Avoiding reinventing the wheel

Posted by  Shawn Callahan —July 9, 2008
Filed in Strategy

When we help organisations develop their knowledge strategies we encourage them to focus their efforts on a few areas. We have listed some of the areas that have emerged in past projects and we tend to use this list as a starting point. One of the focus areas is ‘Avoid reinventing the wheel’ and I was thinking, what one behaviour could you change that would have a major impact in achieving this objective?

Perhaps this is it. Whenever a proposal is put to a leader they ask these questions:

Have we done this before? What happened then? Please demonstrate to me that you have done a good job looking.

Has anyone else done this before? Can we find out?
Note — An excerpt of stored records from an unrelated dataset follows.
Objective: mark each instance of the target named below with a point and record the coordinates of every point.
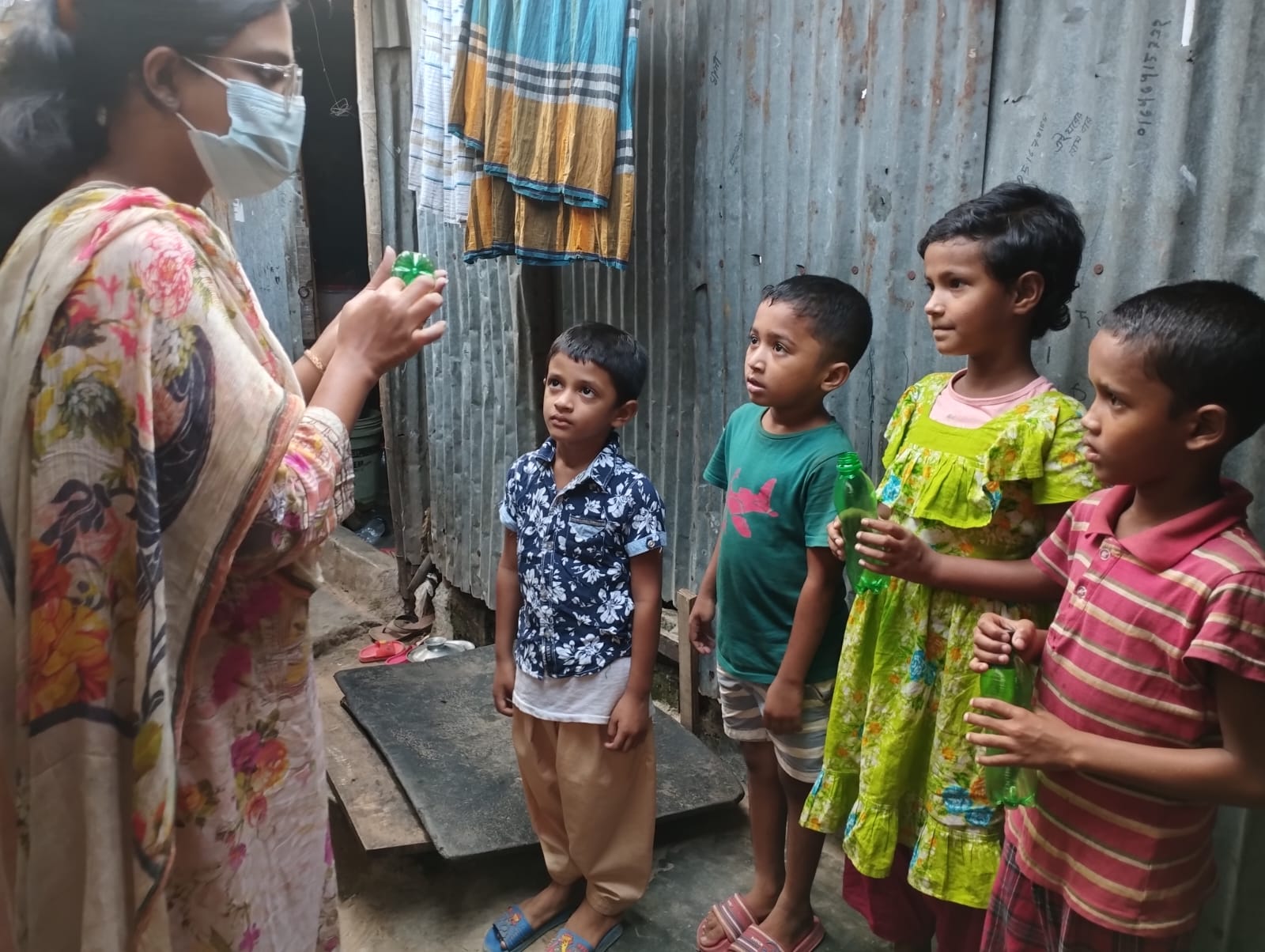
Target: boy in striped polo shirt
(1153, 672)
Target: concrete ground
(394, 901)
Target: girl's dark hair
(54, 84)
(1022, 228)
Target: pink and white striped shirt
(1129, 656)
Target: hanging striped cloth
(543, 98)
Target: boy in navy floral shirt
(577, 627)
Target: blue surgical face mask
(262, 145)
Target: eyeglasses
(288, 80)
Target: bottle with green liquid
(855, 499)
(410, 265)
(1012, 682)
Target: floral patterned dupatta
(156, 431)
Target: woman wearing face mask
(166, 478)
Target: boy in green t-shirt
(777, 594)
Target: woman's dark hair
(54, 84)
(1022, 228)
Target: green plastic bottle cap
(411, 263)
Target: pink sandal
(381, 651)
(756, 939)
(734, 918)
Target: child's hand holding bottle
(997, 638)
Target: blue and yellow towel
(543, 98)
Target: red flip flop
(381, 651)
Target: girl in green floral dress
(980, 465)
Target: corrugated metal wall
(270, 234)
(826, 136)
(1155, 128)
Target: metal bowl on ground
(440, 647)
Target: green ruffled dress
(897, 765)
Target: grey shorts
(742, 708)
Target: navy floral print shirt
(575, 549)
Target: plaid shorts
(1024, 916)
(742, 709)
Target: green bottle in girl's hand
(411, 263)
(855, 499)
(1009, 787)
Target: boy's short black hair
(839, 314)
(1022, 228)
(610, 349)
(1206, 342)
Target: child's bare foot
(787, 927)
(759, 901)
(590, 924)
(549, 901)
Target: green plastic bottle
(411, 263)
(855, 501)
(1009, 787)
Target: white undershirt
(587, 699)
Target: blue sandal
(568, 941)
(514, 933)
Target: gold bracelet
(315, 361)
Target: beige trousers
(592, 809)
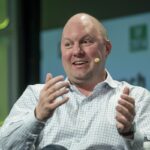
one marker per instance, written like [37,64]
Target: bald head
[87,20]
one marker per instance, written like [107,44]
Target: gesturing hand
[125,112]
[53,88]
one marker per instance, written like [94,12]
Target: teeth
[79,62]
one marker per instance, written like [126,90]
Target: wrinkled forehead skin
[89,23]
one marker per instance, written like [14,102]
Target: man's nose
[78,49]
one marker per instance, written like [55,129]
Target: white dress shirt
[83,123]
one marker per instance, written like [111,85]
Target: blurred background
[30,33]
I can just imagine what might happen the first few times these questions are asked. The proposer returns to their desk and asks if it is at all possible to find out what has happened in the past. Some solutions will be offered but there will be gaps and new approaches will be required. The business lines will then put pressure on the services lines of the business to provide a solution. Improvements will be made and the organisation will incrementally improve their ability to avoid reinventing the wheel.

About  Shawn Callahan

Shawn, author of Putting Stories to Work, is one of the world's leading business storytelling consultants. He helps executive teams find and tell the story of their strategy. When he is not working on strategy communication, Shawn is helping leaders find and tell business stories to engage, to influence and to inspire. Shawn works with Global 1000 companies including Shell, IBM, SAP, Bayer, Microsoft & Danone. Connect with Shawn on:

Comments

  1. Matthew says:

    The issue is always over the definition of “wheel” and a search discovers that we have done something like a wheel before but that one was white and now we need a red one. The inexact art is deciding whether it is easier to build the red wheel reusing the techniques used for the white one or to build it from scratch. I’ve seen may attempts to reuse ideas, particularly software code, fail because the differences between the two cases proved to be greater than first thought. Sometimes reinventing the wheel is the right thing to do.

  2. ken says:

    How about Kevin Kelly’s compiled-negative-results, both encouraging the habit of logging, recording, writing (even sharing, gulp) and also to embrace-failure not as failure but as (joint) exploration.